Genetics and disorders of sex development
Thursday, 19 February, 2009
One in every 135 baby boys in Victoria is born with a form of genital abnormality, and the incidence is rising. The US and Europe are also witnessing a similar, alarming trend.
The reason for the rapid increase in the rate of genital abnormalities in male newborns is unknown, but may be due to exposure in utero to endocrine disruptors – molecules that affect the production of androgens at the critical time when the penis is forming.
Disorders of sex development are not uncommon and are part of wide spectrum, but due to the importance that society places on gender identity, the consequences can be traumatic, Professor Andrew Sinclair says.
Sinclair, who heads the early development and disease group at Melbourne’s Murdoch Children’s Research Institute, presented his recent findings on genetic variation underlying disorders of sex development (DSD) at the Lorne Genome conference this week.
As a postdoctoral researcher in London in 1990, Sinclair was the first to identify the human gene that determines maleness, Sex-determining Region, Y-chromosome (SRY).
SRY encodes a transcription factor, whose only apparent function is to activate a related transcription-factor gene, SOX-9.
SOX-9, one of a large family of transcription-factor genes that initiate organogenesis, causes the fetus’ indeterminate gonads to form testis.
If either SRY or SOX-9 are inactivated, the gonads form ovaries – and the chromosomally male fetus develops as a female.
Sinclair has spent the greater part of his research career searching for the genes that co-ordinate male development, and trying to trace the cascade of genetic activity initiated by SRY from its lonely outpost on the Y chromosome.
He is performing whole-genome analyses on a cohort of male and female patients with DSD, using high-density microarrays to identify copy-number variations – micro-deletions and duplications – associated with specific developmental defects, such as failure of the gonads to develop normally.
The approach involves taking a small blood or saliva sample from the patient and extracting genomic DNA. The DNA is placed on an Affymetrix microarray where it hybridises with a subset of nearly two million genetic markers. The chip is then processed at the Australian Genome Research Facility in Parkville.
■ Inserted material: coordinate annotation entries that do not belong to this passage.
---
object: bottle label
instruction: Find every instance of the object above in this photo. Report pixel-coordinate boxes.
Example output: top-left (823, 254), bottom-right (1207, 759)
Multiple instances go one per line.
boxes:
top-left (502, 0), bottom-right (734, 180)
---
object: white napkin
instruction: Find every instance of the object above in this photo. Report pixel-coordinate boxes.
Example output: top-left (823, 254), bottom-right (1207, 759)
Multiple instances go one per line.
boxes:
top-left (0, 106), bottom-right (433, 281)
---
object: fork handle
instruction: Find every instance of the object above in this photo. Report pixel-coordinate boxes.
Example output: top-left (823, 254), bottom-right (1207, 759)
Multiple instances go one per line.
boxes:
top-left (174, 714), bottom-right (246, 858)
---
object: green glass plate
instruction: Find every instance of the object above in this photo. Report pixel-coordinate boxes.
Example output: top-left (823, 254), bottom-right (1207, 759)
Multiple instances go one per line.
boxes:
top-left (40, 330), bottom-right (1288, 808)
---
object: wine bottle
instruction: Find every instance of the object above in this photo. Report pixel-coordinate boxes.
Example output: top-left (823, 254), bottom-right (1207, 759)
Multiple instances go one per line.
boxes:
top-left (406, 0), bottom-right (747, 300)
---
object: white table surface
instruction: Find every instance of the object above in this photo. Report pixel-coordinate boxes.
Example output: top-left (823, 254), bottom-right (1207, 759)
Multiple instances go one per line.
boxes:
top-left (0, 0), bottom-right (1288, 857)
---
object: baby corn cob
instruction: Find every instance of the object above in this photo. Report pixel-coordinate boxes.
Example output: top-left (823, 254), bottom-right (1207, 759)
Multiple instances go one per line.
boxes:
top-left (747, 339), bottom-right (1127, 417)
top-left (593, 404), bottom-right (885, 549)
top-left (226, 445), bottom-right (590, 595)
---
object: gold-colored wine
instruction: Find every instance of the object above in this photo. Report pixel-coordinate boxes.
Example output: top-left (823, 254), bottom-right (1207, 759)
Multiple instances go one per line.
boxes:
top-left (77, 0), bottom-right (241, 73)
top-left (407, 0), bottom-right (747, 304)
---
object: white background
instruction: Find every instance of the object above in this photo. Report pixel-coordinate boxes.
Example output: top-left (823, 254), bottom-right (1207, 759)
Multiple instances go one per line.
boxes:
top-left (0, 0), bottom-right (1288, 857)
“Each run yields two million data points – a tsunami of data for each patient that would be unmanageable without algorithms to automatically identify unique regions,” Sinclair says.
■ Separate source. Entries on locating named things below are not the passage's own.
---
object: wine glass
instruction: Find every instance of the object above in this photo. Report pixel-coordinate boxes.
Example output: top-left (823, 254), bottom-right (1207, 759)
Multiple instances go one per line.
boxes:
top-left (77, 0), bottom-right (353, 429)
In collaboration with Professor Terry Speed at the bioinformatics department at the Walter and Eliza Hall Institute, Sinclair’s team has developed algorithms that rapidly pick out regions that deviate in terms of copy number, and can identify deletions and duplications.
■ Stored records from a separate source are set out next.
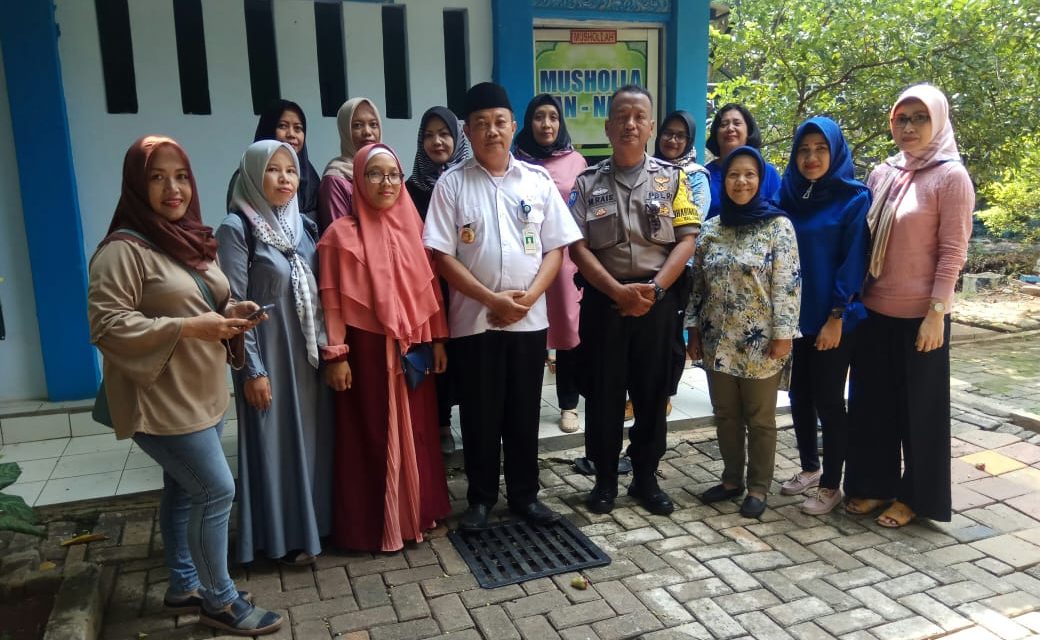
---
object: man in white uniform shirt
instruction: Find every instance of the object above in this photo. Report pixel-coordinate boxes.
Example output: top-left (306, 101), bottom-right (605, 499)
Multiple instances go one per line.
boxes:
top-left (423, 82), bottom-right (581, 530)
“There is obviously a huge amount of variation in every individual that is not associated with any pathology, so the first thing we do is to subtract out the known normal variation,” he says.
“When we’re looking at a patient’s DNA, we’re focusing on genes involved in gonad development, but there is every possibility that we will see something else, such as a mutation in the BRCA1 tumour suppressor, that puts the patient at increased risk of breast cancer.
“That raises an ethical issue – do we inform the patient? We’ve decided to forward this type of information to an appropriate genetic counselor or medical specialist, who will inform the patient.”
Sinclair says the true frequency of disorders of sex development in the general population is unknown.
“There is also a wide spectrum of disorders, ranging from hypospadias – opening of the shaft of the penis – though ambiguous external genitalia, to complete sex reversal, where a 46XY individual develops as a female.
“We do know that genital abnormalities account for 7.5 per cent of all birth defects. In addition to the rising incidence of defects of penile development (1 in 135 boys), one baby in 3,500 is born with significant ambiguity of the genitalia – data suggests the true incidence is probably higher.”
---PB--- Whole genome analysis
The current state of knowledge around disorders of sex development in physically female individuals with a 46XY male karyotype is that the underlying genetic defect is unknown in 80 per cent of cases, Sinclair says.
Of the rest, 15 per cent involve mutations in SRY, and five per cent involve mutations in SF-1.
SF-1 codes for a steroidogenic factor thought to be essential for normal development of the hypothalamic-pituitary-gonadal signalling system during early embryogenesis.
Sinclair’s team is trying to identify the underlying lesion in the 80 per cent of cases of unknown origin. He says most mutations are spontaneous, but in a small minority of cases, there is a family history of gonad dysgenesis.
“There are two hypotheses. The first is that affected individuals may be explained by mutations in the regulatory and coding regions of known gonad determining genes. The second hypothesis is that mutations in as yet unidentified gonad genes will explain these patients.
“Our whole genome analysis suggests both hypotheses are involved. For example, we have identified deletions in the regulatory region of SOX-9, which is a known key gene in development of the testes but we have also identified some novel gonad genes.”
Sinclair says SOX-9 has a very large, upstream regulatory region incorporating two regulatory elements – one controls the development of the testes, while the other regulates chondrogenesis, or the development of cartilage.
“Our work in humans has identified a regulatory region upstream of SOX-9 that, when deleted, results in development of XY females without skeletal defects, suggesting it is the region that controls SOX-9 expression in the gonad.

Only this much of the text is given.